I. Howard Marshall’s article “The Problem of Apostasy in New Testament Theology” was part of a symposium in honor of Dale Moody and serves as an epilogue to Marshall’s book Kept by the Power of God: A Study of Perseverance and falling Away. Marshall presents the three reasons Calvinists reject the idea the true believers fall away: 1) they regard the texts which appear to teach the final security of the believer as the clear and central teaching of Scripture, 2) unconditional election and definitive atonement logically lead to perseverance of the elect and 3) the sense of security provided by perseverance of the saints is important to the Christian life.
Marshall associates perseverance of the saints with determinism: “on the Calvinist view, the possibility of a return means that the Lord himself must so work in my life that I am preserved from the possibility of falling away by his overruling of my sinful will. Thus we find that perseverance depends on a divine determinism that overrules what I myself apparently do in freedom.” Marshall identifies 5 problems with this view: 1) if true, why do believers sin at all, 2) God’s secret will rather than preaching or reading God’s Word or any other external means is the ultimately the reason people persevere, 3) this denies freewill and makes it illusory, 4) this appears to make God capricious and 5) this seems to limit God’s freedom.
Marshall sees Luke 8:9-15 (the Parable of the Sower) as a clear warning against the danger and therefore the possibility of accepting the Word and falling away. Some people respond by saying the warnings are a means God uses to keep believers from falling and the cases of people apostatizing are hypothetical. Marshall responds: “But where is the evidence that this is the actual intent of Scriptures such as the present one? And is it not unreal to paint a picture of the fate of hypothetical apostates when such people do not and cannot exist?” Other people say the people in the passage were never truly believers. But Marshall points out verses 12-13 say they were temporary believers. Viewing the passage as talking about a temporary, half-hearted, non-saving faith is practically the same thing as Marshall’s view, since the passage commands believers to persevere, and they are told that, if they do not, they will be lost, just like those people who never believed at all. This implies “that at any given moment it is impossible to say of a person that he has saving faith; the only proof of saving faith is that the person persevered in the faith and died believing.”

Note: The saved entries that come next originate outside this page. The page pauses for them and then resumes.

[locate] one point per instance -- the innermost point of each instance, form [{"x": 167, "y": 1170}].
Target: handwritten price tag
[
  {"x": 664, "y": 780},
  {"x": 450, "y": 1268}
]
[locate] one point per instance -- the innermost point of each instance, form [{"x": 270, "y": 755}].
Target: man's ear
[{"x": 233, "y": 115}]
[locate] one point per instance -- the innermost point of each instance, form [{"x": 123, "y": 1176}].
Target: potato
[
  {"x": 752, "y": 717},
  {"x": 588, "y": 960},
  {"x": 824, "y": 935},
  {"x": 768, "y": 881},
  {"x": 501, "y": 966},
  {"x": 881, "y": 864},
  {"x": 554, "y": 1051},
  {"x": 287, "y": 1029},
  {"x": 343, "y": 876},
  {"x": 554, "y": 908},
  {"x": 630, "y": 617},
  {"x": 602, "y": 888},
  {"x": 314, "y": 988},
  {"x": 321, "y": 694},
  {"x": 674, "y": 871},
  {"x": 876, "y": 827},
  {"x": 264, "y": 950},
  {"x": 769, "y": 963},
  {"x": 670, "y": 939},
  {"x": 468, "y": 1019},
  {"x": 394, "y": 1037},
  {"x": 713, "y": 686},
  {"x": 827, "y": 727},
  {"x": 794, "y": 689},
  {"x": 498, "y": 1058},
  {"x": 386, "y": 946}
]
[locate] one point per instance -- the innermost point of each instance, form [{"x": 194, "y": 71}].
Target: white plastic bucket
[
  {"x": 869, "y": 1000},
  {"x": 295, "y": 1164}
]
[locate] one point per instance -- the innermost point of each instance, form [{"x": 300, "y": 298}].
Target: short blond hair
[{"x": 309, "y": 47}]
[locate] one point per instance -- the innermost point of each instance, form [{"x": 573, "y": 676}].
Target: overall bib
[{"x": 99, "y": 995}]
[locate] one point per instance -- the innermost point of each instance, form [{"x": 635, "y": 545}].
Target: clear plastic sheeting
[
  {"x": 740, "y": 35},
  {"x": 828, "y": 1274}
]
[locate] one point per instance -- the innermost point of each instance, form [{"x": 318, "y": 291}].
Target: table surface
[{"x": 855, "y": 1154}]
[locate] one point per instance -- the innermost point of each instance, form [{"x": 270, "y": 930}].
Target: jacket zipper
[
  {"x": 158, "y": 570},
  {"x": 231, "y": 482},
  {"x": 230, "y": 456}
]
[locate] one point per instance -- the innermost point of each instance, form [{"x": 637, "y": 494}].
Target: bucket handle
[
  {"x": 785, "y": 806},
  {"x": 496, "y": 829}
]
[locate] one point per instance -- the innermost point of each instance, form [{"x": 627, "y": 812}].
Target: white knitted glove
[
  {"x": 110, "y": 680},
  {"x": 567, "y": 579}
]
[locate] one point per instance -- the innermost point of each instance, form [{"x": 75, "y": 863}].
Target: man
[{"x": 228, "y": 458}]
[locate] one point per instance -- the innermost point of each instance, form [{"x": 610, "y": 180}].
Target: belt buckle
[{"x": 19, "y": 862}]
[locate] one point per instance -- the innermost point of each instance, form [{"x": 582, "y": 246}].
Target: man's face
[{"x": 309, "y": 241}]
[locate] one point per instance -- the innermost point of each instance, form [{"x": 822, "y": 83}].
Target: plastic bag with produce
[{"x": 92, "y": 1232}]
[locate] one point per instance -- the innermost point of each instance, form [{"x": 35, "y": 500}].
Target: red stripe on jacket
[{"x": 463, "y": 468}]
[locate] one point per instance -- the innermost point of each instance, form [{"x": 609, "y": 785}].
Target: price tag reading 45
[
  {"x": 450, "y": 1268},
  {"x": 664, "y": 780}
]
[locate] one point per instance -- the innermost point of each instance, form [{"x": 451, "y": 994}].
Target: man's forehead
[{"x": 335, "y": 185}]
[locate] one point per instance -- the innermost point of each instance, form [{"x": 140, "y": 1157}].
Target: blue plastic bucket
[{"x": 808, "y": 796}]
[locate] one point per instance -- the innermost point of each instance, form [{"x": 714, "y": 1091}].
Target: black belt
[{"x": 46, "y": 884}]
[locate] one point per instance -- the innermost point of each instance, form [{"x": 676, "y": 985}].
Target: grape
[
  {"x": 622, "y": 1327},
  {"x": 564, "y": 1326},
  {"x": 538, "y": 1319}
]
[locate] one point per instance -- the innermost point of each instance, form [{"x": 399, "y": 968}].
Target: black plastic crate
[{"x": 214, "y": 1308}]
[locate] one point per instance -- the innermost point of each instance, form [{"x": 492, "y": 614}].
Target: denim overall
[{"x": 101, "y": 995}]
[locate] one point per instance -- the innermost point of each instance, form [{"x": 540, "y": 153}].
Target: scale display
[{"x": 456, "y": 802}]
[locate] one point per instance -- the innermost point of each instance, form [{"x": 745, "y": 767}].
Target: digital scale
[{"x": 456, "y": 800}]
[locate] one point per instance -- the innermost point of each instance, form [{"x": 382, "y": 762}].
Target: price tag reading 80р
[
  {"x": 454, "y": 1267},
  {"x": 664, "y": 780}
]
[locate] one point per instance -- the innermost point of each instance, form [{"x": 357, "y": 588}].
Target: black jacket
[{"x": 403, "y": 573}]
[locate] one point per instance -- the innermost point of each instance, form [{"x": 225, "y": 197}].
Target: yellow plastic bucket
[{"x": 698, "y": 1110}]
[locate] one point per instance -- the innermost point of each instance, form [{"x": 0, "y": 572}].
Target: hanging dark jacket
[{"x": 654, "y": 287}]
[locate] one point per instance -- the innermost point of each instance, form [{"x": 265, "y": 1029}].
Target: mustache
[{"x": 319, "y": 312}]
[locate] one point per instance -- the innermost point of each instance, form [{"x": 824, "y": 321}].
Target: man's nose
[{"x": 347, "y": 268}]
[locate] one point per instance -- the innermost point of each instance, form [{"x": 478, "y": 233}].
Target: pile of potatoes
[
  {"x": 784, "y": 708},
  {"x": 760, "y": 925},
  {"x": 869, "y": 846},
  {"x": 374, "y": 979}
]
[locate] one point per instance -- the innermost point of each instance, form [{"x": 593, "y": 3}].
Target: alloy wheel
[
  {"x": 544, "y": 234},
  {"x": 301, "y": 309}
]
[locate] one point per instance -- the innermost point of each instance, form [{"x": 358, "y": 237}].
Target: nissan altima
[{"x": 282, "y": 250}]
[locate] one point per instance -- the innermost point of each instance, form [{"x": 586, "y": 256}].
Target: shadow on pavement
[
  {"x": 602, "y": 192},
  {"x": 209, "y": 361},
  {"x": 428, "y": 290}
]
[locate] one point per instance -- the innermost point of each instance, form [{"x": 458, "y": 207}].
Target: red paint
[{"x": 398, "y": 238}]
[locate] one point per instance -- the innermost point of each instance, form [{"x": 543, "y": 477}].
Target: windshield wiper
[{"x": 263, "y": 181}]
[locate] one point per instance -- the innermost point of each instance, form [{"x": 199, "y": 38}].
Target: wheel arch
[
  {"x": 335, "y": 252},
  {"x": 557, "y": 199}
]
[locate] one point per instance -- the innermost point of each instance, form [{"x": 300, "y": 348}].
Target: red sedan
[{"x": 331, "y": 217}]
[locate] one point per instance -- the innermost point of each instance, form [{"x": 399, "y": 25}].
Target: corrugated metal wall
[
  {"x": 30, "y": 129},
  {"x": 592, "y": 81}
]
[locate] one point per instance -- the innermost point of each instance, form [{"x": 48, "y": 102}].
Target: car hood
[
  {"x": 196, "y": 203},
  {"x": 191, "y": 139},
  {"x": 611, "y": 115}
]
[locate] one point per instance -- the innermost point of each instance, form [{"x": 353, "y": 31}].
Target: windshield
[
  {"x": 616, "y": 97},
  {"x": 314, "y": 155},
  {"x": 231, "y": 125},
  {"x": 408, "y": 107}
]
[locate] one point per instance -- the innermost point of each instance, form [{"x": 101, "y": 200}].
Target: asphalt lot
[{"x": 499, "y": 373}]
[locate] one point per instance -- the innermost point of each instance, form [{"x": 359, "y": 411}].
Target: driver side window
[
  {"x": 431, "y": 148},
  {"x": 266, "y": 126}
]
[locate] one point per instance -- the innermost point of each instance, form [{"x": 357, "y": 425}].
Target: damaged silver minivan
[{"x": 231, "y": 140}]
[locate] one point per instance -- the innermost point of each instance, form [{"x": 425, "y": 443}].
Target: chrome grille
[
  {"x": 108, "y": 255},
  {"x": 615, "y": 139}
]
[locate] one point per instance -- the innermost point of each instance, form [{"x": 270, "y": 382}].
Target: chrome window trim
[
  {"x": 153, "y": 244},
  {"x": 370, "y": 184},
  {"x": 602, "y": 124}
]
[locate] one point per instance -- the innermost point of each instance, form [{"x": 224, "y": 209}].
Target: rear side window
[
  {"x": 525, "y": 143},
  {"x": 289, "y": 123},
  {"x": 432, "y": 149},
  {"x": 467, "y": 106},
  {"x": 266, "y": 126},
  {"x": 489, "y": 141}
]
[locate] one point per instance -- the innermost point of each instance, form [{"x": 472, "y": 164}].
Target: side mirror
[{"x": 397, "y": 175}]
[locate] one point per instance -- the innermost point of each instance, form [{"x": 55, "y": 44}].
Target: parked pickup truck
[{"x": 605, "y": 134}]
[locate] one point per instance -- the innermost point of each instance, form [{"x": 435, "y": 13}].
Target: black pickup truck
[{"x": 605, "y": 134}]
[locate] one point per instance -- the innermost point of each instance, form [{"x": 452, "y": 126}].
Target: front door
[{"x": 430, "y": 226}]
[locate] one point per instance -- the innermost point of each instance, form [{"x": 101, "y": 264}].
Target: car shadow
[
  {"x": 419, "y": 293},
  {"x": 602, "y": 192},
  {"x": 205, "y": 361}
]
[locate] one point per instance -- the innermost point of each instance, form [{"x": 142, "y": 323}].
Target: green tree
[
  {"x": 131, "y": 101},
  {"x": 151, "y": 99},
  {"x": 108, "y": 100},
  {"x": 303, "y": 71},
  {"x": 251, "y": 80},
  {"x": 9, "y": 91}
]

Marshall also discusses the warning passages in Hebrews and dismisses the idea that they are hypothetical as theologically driven and the idea the they deal with nominal believers based on the language in Hebrews 6 and 10. He also explains some security passages such as John 10:28: “It is surely one thing for the Devil to snatch the sheep away against the sheep’s will—that cannot happen. It is another thing for the sheep to yield to temptation.” Marshall gives a brief corporate view of election. In the end Marshall finds some tension in the scripture regarding security and the possibility of apostasy and warns against over systemization.